There’s no need for additional oil output cuts beyond what key producers have already agreed, as the global crude market has achieved balance, Interfax reported, citing Russian Deputy Prime Minister Alexander Novak.
“We took this decision only a month ago, and it will come in force from May for the countries that joined the cuts voluntarily,” Novak said in Moscow, referring to OPEC+ curbs, according to the news agency. The voluntary output reductions will be supportive for the market in case of an imbalance, he added.
Russia and its partners in the Organization of Petroleum Exporting Countries plan to hold their next meeting at the beginning of June to discuss the market situation. Some key members of the OPEC+ alliance announced surprise cuts of more than 1 million barrels a day earlier this month, amid concerns of an oversupply. Those curbs came on top of an extension of Russia’s pledge to reduce output by 500,000 barrels a day.
In just under a month since the announcement, global oil prices have slumped, supporting the alliance’s concerns. Futures have erased all gains driven by the cuts amid slower than expected economic recovery in China. This has raised questions over whether OPEC+ would see the need to step in once again, announcing even deeper output curbs at the June meeting.
Russia’s own crude production in April has already dropped, as pledged, by 500,000 barrels per day, Novak said, without providing details. Russian output cuts are happening amid lower refinery runs due to seasonal downstream maintenance, he said, according to Interfax.
However, oil throughput at the nation’s refineries has declined only slightly, according to latest industry figures seen by Bloomberg.
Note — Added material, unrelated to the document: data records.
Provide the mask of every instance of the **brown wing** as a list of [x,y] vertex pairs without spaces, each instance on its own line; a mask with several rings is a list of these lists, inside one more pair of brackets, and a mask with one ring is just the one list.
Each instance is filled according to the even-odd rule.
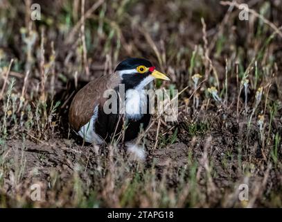
[[78,130],[88,123],[97,105],[103,104],[103,94],[107,89],[114,89],[121,82],[119,76],[114,74],[101,76],[86,85],[74,96],[69,112],[71,127]]

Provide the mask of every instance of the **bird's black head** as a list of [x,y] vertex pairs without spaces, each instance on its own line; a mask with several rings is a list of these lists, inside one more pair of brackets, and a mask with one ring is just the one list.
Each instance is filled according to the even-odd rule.
[[122,78],[121,83],[128,89],[142,89],[155,78],[169,80],[155,69],[152,63],[143,58],[130,58],[121,62],[115,71]]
The nation’s crude oil exports are also robust, tanker-tracking data show, raising questions over what is driving the pledged cuts.
Russia classified its oil statistics last year due to their “sensitive” nature, making it difficult to assess the implementation of supply cuts beyond the assurances of energy officials.
The nation’s total crude oil and condensate output is set to drop 20 million tons this year to 515 million tons, equivalent to 10.34 million barrels a day, according to Novak.
Russia plans to redirect some 140 million tons of crude oil and petroleum-product exports from Europe to Asia this year amid price caps and import bans, Novak said, according to Interfax. As a result, the top Russian energy official expects the nation’s oil and fuel supplies to western markets at around just 80-90 million tons in 2023.
The European Union has banned nearly all crude oil and petroleum product imports from Russia in retaliation to the war in Ukraine, forcing the nation’s producers to find new markets for their supplies. In partnership with the Group of Seven industrialized nations, the EU also imposed price caps on Russian fuel exports to third countries, aiming to limit the Kremlin’s energy revenues.